Hamilton v. City of New York

In a negligence action to recover damages for personal injuries, etc., the third-party defendant appeals from so much of an order of the Supreme Court, Kings County (Hutcherson, J.), dated June 29, 1989, as denied its motion for partial summary judgment dismissing that part of the complaint which would hold it liable for anything covered by the insurance policy in issue, and the defendants third-party plaintiffs cross-appeal from so much of the same order as denied that branch of their motion which was to dismiss the third-party defendant’s first affirmative defense.

Ordered that the order is affirmed insofar as appealed and cross-appealed from, without costs or disbursements.
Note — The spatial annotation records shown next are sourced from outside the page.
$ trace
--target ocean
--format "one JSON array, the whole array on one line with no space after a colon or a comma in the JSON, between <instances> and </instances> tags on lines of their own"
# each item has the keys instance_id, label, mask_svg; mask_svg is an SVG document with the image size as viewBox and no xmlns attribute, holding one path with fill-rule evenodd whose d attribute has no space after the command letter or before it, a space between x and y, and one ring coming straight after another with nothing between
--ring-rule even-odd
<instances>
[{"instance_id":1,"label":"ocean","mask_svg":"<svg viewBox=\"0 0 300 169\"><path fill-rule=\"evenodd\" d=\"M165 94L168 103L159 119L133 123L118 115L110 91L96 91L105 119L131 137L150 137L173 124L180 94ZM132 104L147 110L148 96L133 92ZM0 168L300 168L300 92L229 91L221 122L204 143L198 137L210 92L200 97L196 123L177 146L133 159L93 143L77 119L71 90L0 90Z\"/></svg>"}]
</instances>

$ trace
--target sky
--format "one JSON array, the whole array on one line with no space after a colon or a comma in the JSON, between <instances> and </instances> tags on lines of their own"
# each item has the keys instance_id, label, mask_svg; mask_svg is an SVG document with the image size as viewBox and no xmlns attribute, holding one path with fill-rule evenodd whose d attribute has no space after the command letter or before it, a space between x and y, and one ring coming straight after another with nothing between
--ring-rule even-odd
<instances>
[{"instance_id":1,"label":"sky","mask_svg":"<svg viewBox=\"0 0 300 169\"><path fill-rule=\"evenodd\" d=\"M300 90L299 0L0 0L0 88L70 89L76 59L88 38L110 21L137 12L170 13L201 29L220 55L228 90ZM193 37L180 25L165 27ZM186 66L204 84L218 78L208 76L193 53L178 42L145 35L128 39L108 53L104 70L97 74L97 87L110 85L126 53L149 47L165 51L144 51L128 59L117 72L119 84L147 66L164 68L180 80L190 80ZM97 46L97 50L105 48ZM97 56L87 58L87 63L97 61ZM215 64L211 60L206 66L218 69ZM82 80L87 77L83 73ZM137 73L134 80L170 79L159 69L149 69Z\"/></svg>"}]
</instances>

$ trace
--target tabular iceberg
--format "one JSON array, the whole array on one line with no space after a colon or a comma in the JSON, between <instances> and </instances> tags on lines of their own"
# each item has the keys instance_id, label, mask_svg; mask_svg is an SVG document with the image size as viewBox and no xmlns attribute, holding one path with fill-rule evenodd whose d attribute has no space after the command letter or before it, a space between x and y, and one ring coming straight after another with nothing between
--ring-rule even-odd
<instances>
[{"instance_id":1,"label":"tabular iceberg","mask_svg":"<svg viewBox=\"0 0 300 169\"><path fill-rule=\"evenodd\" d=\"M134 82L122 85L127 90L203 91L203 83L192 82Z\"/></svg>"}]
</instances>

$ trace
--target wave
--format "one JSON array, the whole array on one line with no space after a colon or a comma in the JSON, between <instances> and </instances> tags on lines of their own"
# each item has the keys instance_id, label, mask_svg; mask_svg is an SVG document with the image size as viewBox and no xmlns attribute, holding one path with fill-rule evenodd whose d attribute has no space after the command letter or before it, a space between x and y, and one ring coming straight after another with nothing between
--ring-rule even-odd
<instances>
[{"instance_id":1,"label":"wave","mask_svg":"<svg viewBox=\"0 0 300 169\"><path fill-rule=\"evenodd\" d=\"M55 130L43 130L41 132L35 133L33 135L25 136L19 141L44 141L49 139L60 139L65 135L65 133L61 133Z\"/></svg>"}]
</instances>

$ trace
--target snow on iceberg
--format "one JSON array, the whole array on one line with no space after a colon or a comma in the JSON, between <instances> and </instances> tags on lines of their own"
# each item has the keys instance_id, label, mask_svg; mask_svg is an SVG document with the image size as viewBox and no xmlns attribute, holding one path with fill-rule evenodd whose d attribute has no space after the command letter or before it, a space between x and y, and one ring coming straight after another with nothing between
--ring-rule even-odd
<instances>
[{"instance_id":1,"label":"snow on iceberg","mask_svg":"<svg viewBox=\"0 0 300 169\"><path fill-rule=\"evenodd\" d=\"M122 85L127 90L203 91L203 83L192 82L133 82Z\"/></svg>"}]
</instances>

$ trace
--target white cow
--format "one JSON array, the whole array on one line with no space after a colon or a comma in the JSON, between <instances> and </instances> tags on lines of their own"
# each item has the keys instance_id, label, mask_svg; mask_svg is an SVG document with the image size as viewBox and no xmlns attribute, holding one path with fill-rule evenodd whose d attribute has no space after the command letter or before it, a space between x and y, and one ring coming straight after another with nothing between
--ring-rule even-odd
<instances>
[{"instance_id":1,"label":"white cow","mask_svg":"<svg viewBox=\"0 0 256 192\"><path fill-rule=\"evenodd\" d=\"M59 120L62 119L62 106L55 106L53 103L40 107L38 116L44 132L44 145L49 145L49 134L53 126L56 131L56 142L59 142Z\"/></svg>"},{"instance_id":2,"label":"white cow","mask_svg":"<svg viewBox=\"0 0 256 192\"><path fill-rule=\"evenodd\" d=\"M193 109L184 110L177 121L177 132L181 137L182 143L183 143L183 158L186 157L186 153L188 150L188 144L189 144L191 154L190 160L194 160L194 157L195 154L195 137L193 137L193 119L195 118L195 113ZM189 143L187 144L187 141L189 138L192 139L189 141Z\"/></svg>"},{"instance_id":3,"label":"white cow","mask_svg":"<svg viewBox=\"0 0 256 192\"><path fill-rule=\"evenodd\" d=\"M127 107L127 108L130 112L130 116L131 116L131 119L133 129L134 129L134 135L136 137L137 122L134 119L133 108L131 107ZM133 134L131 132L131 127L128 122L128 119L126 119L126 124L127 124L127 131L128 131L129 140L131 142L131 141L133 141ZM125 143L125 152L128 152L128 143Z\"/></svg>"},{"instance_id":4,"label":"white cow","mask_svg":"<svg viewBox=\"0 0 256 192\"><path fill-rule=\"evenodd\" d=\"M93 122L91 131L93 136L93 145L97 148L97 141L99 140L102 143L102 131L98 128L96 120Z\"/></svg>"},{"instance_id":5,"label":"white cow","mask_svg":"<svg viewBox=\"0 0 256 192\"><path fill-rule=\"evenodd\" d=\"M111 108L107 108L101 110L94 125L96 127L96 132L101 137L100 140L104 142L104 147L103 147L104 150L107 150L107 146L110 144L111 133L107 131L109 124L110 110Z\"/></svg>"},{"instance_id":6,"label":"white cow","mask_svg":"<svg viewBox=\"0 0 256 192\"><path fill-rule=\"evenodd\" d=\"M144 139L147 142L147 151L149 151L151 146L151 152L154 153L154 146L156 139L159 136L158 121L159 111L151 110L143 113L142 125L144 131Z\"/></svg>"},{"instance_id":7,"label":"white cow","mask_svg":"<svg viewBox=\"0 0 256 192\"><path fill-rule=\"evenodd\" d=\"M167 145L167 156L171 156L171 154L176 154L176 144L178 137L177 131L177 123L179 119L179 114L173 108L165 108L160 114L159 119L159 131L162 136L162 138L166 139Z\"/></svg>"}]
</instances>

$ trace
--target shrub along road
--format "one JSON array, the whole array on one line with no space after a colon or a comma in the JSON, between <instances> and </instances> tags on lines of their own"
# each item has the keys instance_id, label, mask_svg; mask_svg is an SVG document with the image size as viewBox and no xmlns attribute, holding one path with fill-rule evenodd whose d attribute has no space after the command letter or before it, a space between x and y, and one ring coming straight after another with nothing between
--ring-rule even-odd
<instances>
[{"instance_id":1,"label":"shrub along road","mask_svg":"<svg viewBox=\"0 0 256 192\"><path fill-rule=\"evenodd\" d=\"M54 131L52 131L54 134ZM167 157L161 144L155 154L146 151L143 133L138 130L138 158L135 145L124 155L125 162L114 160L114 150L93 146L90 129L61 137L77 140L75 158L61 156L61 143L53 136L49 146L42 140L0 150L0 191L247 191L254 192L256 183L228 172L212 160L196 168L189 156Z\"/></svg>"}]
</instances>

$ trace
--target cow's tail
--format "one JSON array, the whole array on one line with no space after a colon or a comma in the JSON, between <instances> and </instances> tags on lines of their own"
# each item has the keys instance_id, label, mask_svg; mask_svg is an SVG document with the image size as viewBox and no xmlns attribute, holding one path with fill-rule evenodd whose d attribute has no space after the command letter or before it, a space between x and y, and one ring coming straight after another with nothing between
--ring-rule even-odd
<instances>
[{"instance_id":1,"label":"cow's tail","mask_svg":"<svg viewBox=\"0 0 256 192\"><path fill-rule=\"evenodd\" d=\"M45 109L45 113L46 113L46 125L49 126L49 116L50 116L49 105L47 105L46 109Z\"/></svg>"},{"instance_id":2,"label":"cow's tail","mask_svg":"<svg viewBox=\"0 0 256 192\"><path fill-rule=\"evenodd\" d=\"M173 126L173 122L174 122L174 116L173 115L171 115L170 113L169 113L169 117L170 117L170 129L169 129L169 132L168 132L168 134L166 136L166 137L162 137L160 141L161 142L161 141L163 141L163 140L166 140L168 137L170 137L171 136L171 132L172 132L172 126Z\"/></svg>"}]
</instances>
The general liability policy at issue was procured by the defendants third-party plaintiffs from Employers Insurance of Wausau. The third-party defendant was named as an additional insured under that policy.

In its first affirmative defense to the third-party action, the third-party defendant asserted that the third-party action was, in part, a subrogation suit brought against it by its own insurance carriers. The defendants third-party plaintiffs met their burden of demonstrating the existence of triable issues of fact by citing the employee exclusion provision of the policy. The third-party defendant countered with a claim of waiver and/or estoppel. Significantly, at no time prior to the time the underlying motions were made did any party seek a declaration of coverage. It cannot be determined, at this juncture, whether the third-party action is one brought by an insurer improperly pursuing subrogation against its own insured (cf. Pennsylvania Gen. Ins. Co. v Austin Powder Co., 68 NY2d 465).

We further find that the determination as to whether the third-party defendant’s first affirmative defense should be dismissed must await a judgment in the main action and the payment of the plaintiffs’ award, if any. Bracken, J. P., Kunzeman, Sullivan and Rosenblatt, JJ., concur.